Was will die Initiative?
Kriege sind nicht nur mit unfassbarem menschlichen Leid verbunden, sondern auch sehr kostspielig und können nur geführt werden, wenn genügend Geld für sie vorhanden ist. Auch Kriegsmaterialproduzenten sind auf finanzielle Mittel von Dritten angewiesen. Diese erhalten sie unter anderem über ihre Präsenz auf dem internationalen Finanzmarkt. Investitionen in internationale Finanzprodukte sind attraktive Anlagemöglichkeiten, auch für Schweizer Banken, Vorsorgeinstitute und Stiftungen. Auch die Schweizer Nationalbank (SNB) legt ihr Vermögen grenzüberschreitend an. Die Pensionskassen investieren jährlich mehrere Milliarden Franken in Rüstungskonzerne und die SNB investierte 2019 allein im ersten Halbjahr fast 1,5 Mia Dollar in US-amerikanische Firmen, die Kriegsmaterial herstellen, inklusive geächtetes und humanitär kaum zu verantwortendes (wie Landminen, Streumunition oder Massenvernichtungswaffen).

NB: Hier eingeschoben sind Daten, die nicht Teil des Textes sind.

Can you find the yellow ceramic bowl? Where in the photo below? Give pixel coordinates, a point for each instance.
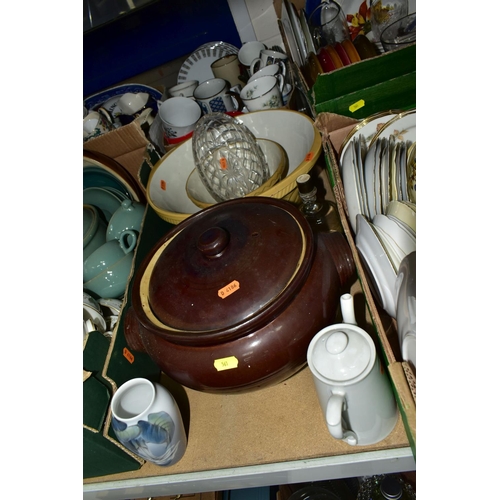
(293, 131)
(298, 136)
(277, 161)
(165, 192)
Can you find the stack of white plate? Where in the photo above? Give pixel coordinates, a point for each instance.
(378, 173)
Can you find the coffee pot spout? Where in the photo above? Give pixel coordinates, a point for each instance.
(347, 308)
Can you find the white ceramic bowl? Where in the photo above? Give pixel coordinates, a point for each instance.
(294, 131)
(278, 168)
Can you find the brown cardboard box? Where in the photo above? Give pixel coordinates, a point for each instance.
(128, 145)
(334, 129)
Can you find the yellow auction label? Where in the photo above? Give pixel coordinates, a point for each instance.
(356, 105)
(226, 363)
(228, 289)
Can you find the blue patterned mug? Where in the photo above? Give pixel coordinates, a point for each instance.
(147, 421)
(215, 96)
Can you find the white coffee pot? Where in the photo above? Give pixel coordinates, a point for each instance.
(352, 384)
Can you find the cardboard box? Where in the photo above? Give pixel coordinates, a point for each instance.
(127, 145)
(334, 129)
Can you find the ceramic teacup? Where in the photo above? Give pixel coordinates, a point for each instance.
(112, 282)
(126, 218)
(179, 116)
(94, 230)
(228, 68)
(250, 51)
(266, 58)
(262, 93)
(286, 93)
(130, 103)
(277, 75)
(184, 89)
(108, 254)
(273, 70)
(215, 96)
(96, 124)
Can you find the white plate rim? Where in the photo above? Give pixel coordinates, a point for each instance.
(369, 167)
(307, 34)
(380, 266)
(367, 125)
(207, 53)
(401, 238)
(351, 191)
(406, 121)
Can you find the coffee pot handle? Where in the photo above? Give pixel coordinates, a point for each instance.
(128, 240)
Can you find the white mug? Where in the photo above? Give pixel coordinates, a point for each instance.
(130, 103)
(286, 93)
(228, 68)
(179, 116)
(184, 89)
(250, 51)
(147, 421)
(262, 93)
(95, 124)
(352, 385)
(266, 58)
(214, 96)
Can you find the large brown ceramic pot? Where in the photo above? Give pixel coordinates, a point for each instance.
(229, 300)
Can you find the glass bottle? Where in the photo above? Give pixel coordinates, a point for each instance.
(321, 214)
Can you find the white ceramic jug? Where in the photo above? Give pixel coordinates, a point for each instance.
(352, 385)
(147, 421)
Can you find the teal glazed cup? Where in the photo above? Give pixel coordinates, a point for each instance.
(109, 254)
(94, 230)
(112, 282)
(126, 218)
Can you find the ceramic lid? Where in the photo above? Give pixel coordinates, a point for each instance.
(230, 268)
(341, 354)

Als Beispiel kann das US-amerikanische Unternehmen Boeing angeführt werden, das meist als Mischkonzern bezeichnet wird und dem durchschnittlichen Konsumenten höchstens wegen der Flugzeugsparte des Konzerns etwas sagt, wobei der Rüstungszweig fast 30% des Gesamtumfangs ausmacht. Ende 2019 hatte die SNB mehr als 549 Mio USD in Boeing angelegt, die UBS sogar 2,78 Mia USD. Boeing produziert hauptsächlich Kampfflugzeuge, ist aber auch im Atomwaffengeschäft tätig.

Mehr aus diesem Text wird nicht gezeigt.